Changes coming to course at Lake of the Pines Golf Club

  • Lake of the Pines

    A photo rendering of the proposed seventh hole, a short 135-yard par three playing across a natural valley

Sean Dudley
By Sean Dudley

Forrest Richardson is to move ahead with a series of changes to the course at Lake of the Pines Golf Club in Auburn, California.

The architect created a masterplan for the club in 2017 and will now oversee the implementation of his suggested alterations to the course.

Current work includes finalising plans to rebuild the seventh and eighteenth greens, as well as the development of a pitching course next to the clubhouse.

“It’s a great testament to the club that they are looking ahead to what will drive new players and create spaces that will keep people involved,” said Richardson. “The idea for a short pitching course with multiple practice greens is certain to become a great hang-out for members and their families.”

The course forms part of a community featuring 1,000 homes and plays around a 250-acre manmade lake.
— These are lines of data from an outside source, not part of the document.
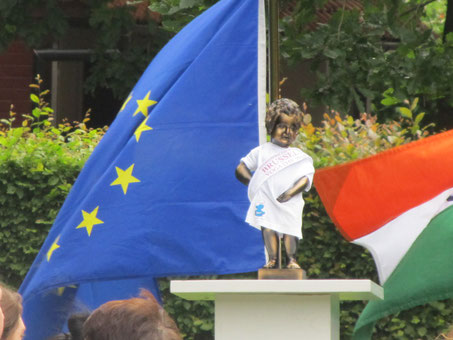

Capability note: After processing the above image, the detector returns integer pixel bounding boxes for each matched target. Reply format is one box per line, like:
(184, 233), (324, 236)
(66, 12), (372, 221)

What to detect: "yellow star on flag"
(110, 164), (140, 195)
(76, 206), (104, 236)
(134, 91), (157, 117)
(120, 93), (132, 112)
(47, 236), (60, 262)
(134, 117), (153, 142)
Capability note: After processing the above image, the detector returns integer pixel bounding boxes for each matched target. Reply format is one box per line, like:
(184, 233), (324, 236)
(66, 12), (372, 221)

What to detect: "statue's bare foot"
(286, 259), (300, 269)
(263, 259), (277, 269)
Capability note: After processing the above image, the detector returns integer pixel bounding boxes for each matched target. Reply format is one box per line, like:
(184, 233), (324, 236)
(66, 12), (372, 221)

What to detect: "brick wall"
(0, 42), (34, 121)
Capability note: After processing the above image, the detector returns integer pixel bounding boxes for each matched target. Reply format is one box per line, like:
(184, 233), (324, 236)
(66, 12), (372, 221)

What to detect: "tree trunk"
(443, 0), (453, 42)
The golf course playing counterclockwise in a complete circle.

Though no architect is officially credited with the design, the Lake of the Pines course does have some rather unique and interesting features. The routing still includes a ‘left’ and ‘right’ ninth hole, which at one time allowed players to play the ‘left’ hole and then drive their cart onto a special ferryboat that would take them across the lake and back to the clubhouse. The ‘right’ hole could be played if they intended to carry on and play the full 18.
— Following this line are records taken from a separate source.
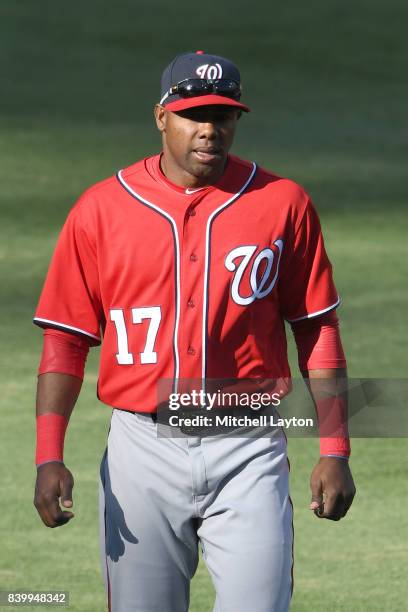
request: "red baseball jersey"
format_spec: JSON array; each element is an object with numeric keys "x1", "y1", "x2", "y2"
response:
[{"x1": 34, "y1": 155, "x2": 339, "y2": 412}]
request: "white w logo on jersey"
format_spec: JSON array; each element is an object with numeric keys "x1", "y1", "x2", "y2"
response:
[
  {"x1": 196, "y1": 64, "x2": 222, "y2": 80},
  {"x1": 225, "y1": 240, "x2": 283, "y2": 306}
]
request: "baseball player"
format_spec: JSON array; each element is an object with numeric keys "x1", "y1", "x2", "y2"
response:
[{"x1": 34, "y1": 51, "x2": 355, "y2": 612}]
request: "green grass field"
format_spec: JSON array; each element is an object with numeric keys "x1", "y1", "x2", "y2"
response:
[{"x1": 0, "y1": 0, "x2": 408, "y2": 612}]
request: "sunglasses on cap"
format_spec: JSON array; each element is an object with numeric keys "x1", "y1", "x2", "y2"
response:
[{"x1": 160, "y1": 79, "x2": 241, "y2": 104}]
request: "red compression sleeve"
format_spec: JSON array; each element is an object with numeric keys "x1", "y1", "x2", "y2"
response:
[
  {"x1": 292, "y1": 310, "x2": 346, "y2": 370},
  {"x1": 38, "y1": 329, "x2": 89, "y2": 380},
  {"x1": 35, "y1": 412, "x2": 68, "y2": 467},
  {"x1": 292, "y1": 310, "x2": 351, "y2": 458}
]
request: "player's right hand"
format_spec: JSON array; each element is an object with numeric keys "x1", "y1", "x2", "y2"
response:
[{"x1": 34, "y1": 461, "x2": 74, "y2": 527}]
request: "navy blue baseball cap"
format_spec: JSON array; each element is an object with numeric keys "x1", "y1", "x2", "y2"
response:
[{"x1": 160, "y1": 51, "x2": 250, "y2": 112}]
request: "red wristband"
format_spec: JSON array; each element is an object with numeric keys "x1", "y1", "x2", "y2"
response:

“It’s a first for us,” said Richardson. “To be working on a course that does not have any designer at all attributed to the original design. Without having someone in particular to look back on, we can only imagine what was driving some of the design decisions.”

Though records on the course’s history are limited in number, it appears that original developers Western Lake Properties and Boise Cascade, who purchased the community and course, carried out the bulk of the design work in house. This has resulted in a course quite different from the norm.

“There are a few truly unique golf holes, and they deserve to be preserved,” added Richardson. “My goal is to make them better without losing the charm.”